The first quarter of the new year is a time to set goals and implement changes that will transform your business and help you achieve even greater success in the year to come. But while setting lofty goals is nice, executive leaders must also consider how they will keep track of business health.
Tracking the Health of Your Small Business
From evaluating the state of your finances to monitoring outcomes for new business initiatives, becoming better informed about your company’s progress will go a long way in helping you make sound strategic decisions and increasing profitability.
Define KPIs for Individual Projects and Departments
Each department within your company is distinct, and as such, each one should have its own set of KPIs that help you determine their efficiency and overall contribution to the business.
For example, marketing and sales teams may have KPIs for customer lifetime value, landing page conversion rates or lead to customer ratios. Inventory management may have KPIs for inventory turnover, average inventory and holding costs. KPIs will vary from department to department, and quite often, may also vary for different campaigns or projects within the same department.
However, as Jesse Mawhinney of the Kula Partners agency notes in a blog post for HubSpot, “As you begin to identify KPIs for your business you should be aware that less is almost always more. Rather than choosing dozens of metrics to measure and report on you should focus on just a few key metrics. Quite frankly, if you try and track too many KPIs, you might as well just not track anything at all.”
Choosing the right KPIs for each project is of the utmost importance. For example, make sure the KPIs align with your overall goals. Avoid the temptation to track too much. Focus on the KPIs that have the greatest impact on revenue and profitability, as these will provide the best indication as to whether a particular initiative is contributing to healthy growth.

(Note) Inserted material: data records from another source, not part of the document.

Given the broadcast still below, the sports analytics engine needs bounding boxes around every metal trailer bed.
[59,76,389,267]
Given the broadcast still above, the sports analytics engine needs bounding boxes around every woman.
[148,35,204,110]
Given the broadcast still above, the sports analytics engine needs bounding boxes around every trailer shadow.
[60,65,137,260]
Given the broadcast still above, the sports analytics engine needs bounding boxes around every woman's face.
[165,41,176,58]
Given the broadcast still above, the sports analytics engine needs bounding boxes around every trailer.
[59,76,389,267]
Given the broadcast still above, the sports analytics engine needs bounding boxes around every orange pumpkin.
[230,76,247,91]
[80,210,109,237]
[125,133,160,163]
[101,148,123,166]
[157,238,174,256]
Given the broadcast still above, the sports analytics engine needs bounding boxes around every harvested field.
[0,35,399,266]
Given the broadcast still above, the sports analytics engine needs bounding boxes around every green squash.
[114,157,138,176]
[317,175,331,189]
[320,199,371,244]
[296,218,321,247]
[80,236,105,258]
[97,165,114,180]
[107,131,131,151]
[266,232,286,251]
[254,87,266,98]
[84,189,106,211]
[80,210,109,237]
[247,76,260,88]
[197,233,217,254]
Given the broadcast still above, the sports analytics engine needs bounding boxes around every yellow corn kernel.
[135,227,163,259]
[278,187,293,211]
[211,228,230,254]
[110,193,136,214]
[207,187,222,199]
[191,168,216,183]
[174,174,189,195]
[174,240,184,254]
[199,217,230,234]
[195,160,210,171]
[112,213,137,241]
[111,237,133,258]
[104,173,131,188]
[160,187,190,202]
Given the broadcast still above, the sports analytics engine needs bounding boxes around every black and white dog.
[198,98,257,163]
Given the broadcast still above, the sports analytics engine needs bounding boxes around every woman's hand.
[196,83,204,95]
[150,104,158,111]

Create Customized Dashboards
Having an idea of which KPIs are most important to individual departments within your company is a good start. But without a solid framework for collecting, reporting on and acting on that information, the right KPIs won’t do you much good.
Because of this, business executives must ensure they have solid systems in place. They collect quantitative data from all departments. Tools can automate the collection and sharing of this information. It presents the executive team with a clear, up to date picture of the status of projects and initiatives.

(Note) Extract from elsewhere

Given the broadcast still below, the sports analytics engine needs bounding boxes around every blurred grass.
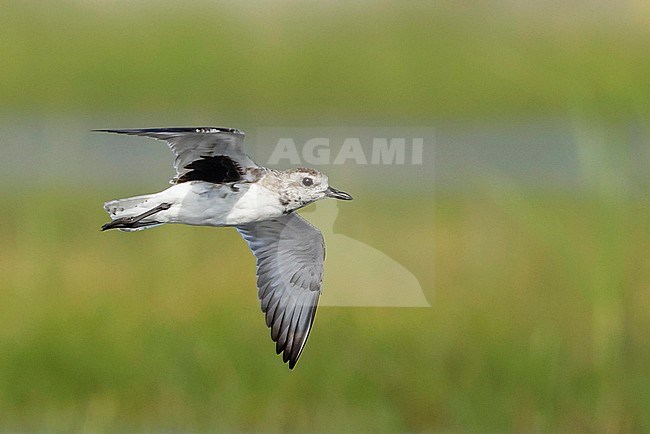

The use of predictive analytics tools can prove a further benefit. They analyze how different courses of action could affect future company outcomes. A dashboard can link to your KPIs. This results in better-informed decision-making for more effective growth.
In an interview, Bhushan Ekbote, director of sales at Dell, provides a clear example of how large of an impact such dashboards can have. “One company I worked with struggled to accurately predict monthly revenue because of its heavily inbound revenue generation model,” he recalls. “By creating a predictive model that factored in pattern recognition, seasonality and promotions, we were able to achieve 98 percent forecast prediction accuracy. Clearly defined sales stages made it much easier to accurately predict sales and conversions.”

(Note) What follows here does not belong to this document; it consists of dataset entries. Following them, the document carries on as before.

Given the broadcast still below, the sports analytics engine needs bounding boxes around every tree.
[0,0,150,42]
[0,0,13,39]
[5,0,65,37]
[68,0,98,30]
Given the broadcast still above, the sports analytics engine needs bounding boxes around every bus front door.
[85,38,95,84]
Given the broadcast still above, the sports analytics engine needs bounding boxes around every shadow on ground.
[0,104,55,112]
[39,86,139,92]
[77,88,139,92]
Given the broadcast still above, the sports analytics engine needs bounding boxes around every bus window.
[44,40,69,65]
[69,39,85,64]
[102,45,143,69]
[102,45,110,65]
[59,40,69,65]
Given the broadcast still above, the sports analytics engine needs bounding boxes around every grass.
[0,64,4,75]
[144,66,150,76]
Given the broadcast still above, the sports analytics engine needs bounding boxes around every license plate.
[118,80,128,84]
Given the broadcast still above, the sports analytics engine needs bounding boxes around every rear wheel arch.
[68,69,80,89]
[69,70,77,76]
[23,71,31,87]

Focus on Key Financial Areas
It should come as no surprise. Your finances remain a key indicator of your business’s health. In fact, 82% of startup failures result from cash flow issues. For example, companies should prioritize their liquidity ratio. This means their ability to fulfill short-term debts. A strong cash flow enables you to get loans for future business investments. It also helps you manage ongoing needs like salaries and taxes.
An accurate understanding of your financial health requires going beyond revenue numbers alone. As a result, in an article for Inc., J.P. Morgan’s Jill Hamburg-Coplan actually recommends executives focus on seven financial factors. These include current ratio, quick ratio, return on assets, accounts receivable turnover ratio, operating cash flow ratio, pretax net profit margin and inventory turnover.
These factors offer a broad picture of your financial health. For example, the current ratio compares current assets and liabilities. A 2:1 ratio is considered to be a healthy margin for most businesses. Return on assets compares the net pre-tax profit and total assets. And this helps you determine if you are using assets appropriately. Inventory turnover tells you how many times you sell your inventory. Calculate this by the year — the higher, the better.
Predictive analytics tools should also play a role. They help you evaluate these elements of your company’s financial status. Get a better understanding of how certain actions will affect these ratios and margins. This allows you to reduce risk as you make crucial business decisions.
Create clearly defined KPIs that address your company’s financial status. And track the progress different departments make in achieving their individual goals. You will have a greater understanding of where your business stands.
Most importantly, put yourself in a position where you can accurately track the health of your small business. This will enable you to address challenges and make smarter business decisions to ensure an even more successful future.